Stewart: When you take government money, taxpayers are your stockholders
Free-market capitalism, to which I subscribe as fundamental to American prosperity, works best with limited government meddling. That’s certainly true of overly burdensome regulations that stifle growth and discourage investment. But just as harmful — and less talked about by conservatives — is a growing expectation that business should be able to feed at the government trough with no accountability for its profiting at taxpayer expense.
We’re seeing it in Kentucky, where the governor and Republican lawmakers have launched an assault on government transparency in the name of “economic development.”
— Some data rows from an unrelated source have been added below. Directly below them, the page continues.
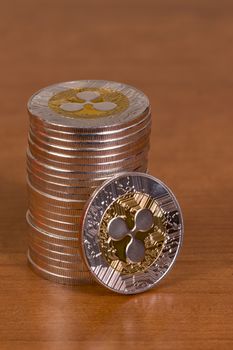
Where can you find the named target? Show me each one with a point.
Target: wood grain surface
(180, 53)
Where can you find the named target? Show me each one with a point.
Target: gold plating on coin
(154, 238)
(88, 102)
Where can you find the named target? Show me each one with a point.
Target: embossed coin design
(131, 232)
(88, 102)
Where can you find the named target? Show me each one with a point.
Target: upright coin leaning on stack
(81, 134)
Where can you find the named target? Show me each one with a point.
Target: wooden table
(180, 53)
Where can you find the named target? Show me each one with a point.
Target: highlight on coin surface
(131, 232)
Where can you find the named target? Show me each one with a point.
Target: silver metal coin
(95, 103)
(81, 134)
(90, 135)
(131, 232)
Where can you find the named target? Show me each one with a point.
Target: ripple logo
(88, 97)
(118, 229)
(88, 102)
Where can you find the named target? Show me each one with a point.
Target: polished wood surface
(180, 53)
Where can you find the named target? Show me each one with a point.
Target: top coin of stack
(81, 134)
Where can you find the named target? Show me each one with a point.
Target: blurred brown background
(179, 52)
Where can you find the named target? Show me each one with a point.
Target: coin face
(88, 104)
(131, 232)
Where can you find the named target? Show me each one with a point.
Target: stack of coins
(81, 134)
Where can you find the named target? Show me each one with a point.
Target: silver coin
(80, 157)
(79, 175)
(51, 251)
(107, 152)
(64, 271)
(88, 104)
(52, 228)
(82, 148)
(50, 238)
(56, 223)
(44, 212)
(54, 248)
(131, 232)
(111, 129)
(55, 261)
(77, 135)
David Thompson, executive director of the Kentucky Press Association, writes that House Bill 387 “undermines, turns upside down, practically destroys the Kentucky Open Records laws as we know it.”
Frankfort attorney and longtime former Assistant Attorney General Amye Bensenhaver, the godmother of government transparency in Kentucky, is equally alarmed.
“The bill will expand three existing exceptions to the law that are intended to promote economic development in the state that have been liberally construed by the courts and the attorney general through the years,” she writes. “It will introduce two new exceptions relating to economic development. These revisions will ensure that we never have to bother our silly little heads with such dreck as rejected incentive packages, like the package offered by the City of Louisville to Amazon to relocate it second headquarters in the city at an estimated cost to the taxpayers of $2.5 billion, or who the shareholders in Braidy Industries are despite the fact that we have a $15 million investment in the company.”
The bill comes a year after lawmakers, in legislation that came to be known in newspaper circles as “Alfred’s Law” because of its retaliation against the dogged journalism of former State Journal reporter Alfred Miller, further enshrouded in secrecy so-called P3s, or public-private partnerships, which are the fashionable way to fund big government while lining the pockets of private business.
I’m not naïve about the way the game is played. For decades, job-hungry communities and states have been throwing taxpayer dollars at corporations to outbid their neighbors for factories, professional sports teams and shopping malls. Taxpayers are said to come out ahead because of the jobs created, a more diversified tax base and improved quality of life.
Perhaps.
But private business that partakes of government largesse must accept that you forfeit the normal confidentiality afforded transactions between private parties. When you accept government subsidies, taxpayers become stakeholders. Your business is their business.
Shame on lawmakers who want to funnel taxpayers’ money to corporate interests on the one hand, then tell citizens it’s none of their business on the other.
Steve Stewart is a vice president and group manager of Boone Newspapers Inc., which owns the Winchester Sun.